The CAG Reports are touchstone of transparency in governance. Placing them before the Legislature expeditiously is a constitutional mandate for the Government, LG VK Saxena wrote to Chief Minister Atishi.

Delhi Lt Governor Writes To Atishi, Wants Audit Reports Tabled In Assembly

The Delhi government had sent the reports to the Raj Bhavan last week.

New Delhi:

Lieutenant Governor VK Saxena has written to Delhi Chief Minister Atishi, asking that a special sitting of Delhi Assembly be convened for immediately laying the pending 14 reports of the country's top auditor Comptroller and Auditor General on the Table of the House. The Delhi government, which submitted some of the CAG reports ahead of a court hearing on the matter, is yet to declare any dates for the assembly session when the reports can be tabled. 

Eleven of the 14 reports pertain to the period when Arvind Kejriwal was the Chief Minister of Delhi and are about Delhi Transport Corporation, public health and mohalla clinics, liquor duty, pollution, finance and various state undertakings. The LG's directions are in line with the Section 48 of GNCTD Act, 1991. 

The CAG Reports are touchstone of transparency in governance. Placing them before the Legislature expeditiously is a constitutional mandate for the Government, the LG wrote to the Chief Minister.  

By not laying the CAG Reports promptly before the Legislative Assembly, the Government has failed to discharge its constitutional obligation, he added.

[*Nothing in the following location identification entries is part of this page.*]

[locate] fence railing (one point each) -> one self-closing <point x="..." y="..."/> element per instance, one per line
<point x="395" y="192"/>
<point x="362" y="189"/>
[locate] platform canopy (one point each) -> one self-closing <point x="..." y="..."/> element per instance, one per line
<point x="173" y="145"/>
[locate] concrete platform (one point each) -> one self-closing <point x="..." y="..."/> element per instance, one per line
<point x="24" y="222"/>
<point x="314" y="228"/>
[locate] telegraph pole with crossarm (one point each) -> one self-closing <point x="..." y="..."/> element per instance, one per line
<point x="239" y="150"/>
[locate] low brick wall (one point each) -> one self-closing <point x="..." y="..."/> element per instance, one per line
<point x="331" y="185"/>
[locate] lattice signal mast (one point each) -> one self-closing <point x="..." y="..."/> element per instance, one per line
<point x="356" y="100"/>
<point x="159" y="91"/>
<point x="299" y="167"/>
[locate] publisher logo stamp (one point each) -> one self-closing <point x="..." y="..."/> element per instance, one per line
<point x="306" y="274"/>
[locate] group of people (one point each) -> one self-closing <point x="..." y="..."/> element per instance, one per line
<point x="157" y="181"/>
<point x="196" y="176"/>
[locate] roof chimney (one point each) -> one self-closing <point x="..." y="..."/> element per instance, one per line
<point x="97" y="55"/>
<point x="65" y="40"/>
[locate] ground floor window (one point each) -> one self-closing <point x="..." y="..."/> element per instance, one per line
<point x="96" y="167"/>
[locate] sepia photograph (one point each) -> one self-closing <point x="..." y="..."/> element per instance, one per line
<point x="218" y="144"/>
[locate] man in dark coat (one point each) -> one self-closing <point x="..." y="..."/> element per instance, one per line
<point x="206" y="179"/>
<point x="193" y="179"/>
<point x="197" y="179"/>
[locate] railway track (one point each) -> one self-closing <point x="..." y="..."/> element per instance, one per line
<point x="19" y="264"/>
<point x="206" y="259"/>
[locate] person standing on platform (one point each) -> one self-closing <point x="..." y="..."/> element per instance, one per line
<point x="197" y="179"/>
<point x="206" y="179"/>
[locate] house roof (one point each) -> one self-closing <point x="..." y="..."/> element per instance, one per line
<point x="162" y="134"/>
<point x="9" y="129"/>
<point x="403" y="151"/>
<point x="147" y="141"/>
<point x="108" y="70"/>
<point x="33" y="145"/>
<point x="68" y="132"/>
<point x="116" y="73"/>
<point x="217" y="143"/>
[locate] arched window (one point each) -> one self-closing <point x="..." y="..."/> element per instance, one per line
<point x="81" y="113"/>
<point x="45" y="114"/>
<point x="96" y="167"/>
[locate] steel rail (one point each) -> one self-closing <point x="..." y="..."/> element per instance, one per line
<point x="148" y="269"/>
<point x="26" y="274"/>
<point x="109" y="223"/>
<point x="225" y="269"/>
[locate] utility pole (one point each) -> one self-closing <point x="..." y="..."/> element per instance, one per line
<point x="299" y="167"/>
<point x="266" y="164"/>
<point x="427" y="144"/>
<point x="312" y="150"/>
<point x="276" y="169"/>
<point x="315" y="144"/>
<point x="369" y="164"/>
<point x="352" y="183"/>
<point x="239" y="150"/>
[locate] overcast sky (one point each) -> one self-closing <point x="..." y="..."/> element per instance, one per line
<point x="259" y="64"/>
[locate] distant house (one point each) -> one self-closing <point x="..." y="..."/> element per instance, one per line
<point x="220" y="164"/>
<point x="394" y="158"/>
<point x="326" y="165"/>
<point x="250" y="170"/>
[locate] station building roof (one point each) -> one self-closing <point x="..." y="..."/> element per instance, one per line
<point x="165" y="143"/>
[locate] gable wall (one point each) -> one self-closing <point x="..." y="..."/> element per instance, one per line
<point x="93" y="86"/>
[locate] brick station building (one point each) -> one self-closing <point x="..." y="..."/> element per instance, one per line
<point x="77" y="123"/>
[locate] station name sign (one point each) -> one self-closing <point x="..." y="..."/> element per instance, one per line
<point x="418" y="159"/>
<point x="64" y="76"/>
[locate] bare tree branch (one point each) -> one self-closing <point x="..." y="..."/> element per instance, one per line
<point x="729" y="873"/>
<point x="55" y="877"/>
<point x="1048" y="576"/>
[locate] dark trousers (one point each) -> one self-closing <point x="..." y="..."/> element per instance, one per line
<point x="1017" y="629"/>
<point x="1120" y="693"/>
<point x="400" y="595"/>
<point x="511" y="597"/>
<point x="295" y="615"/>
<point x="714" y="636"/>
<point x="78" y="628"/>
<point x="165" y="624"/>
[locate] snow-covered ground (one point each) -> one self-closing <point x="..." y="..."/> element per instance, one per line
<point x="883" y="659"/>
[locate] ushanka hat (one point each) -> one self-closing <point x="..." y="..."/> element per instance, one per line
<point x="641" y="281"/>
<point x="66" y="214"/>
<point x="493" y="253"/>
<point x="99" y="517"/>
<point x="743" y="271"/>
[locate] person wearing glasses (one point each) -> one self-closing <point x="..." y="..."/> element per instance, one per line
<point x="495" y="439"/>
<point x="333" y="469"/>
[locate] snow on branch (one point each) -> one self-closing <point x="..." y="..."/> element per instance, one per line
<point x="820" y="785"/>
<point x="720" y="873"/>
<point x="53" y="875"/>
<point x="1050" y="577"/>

The Delhi government had sent the reports to the Raj Bhavan last week. Reports, quoting un-named officials, said one of the CAG reports was pending for 497 days. 

The BJP, which had filed a case in the High Court, had claimed that the Aam Aadmi Party government had sent the reports ahead of a hearing to forestall action from the court. 

"It took the fear of an adverse order by the Delhi High Court for the AAP government to hurriedly submit the long-pending CAG Reports to the LG to seek his permission, for making it possible for the reports to be made public, by placing them in the Assembly," the office of the Lieutenant Governor said in a note.

"The government in a move to save face hurriedly sent 12 reports on December 11 at 3:30 PM just a day before the hearing and later two remaining reports on at 7.50 PM on December 12 to the LG Secretariat, after the hearing had concluded," the note read.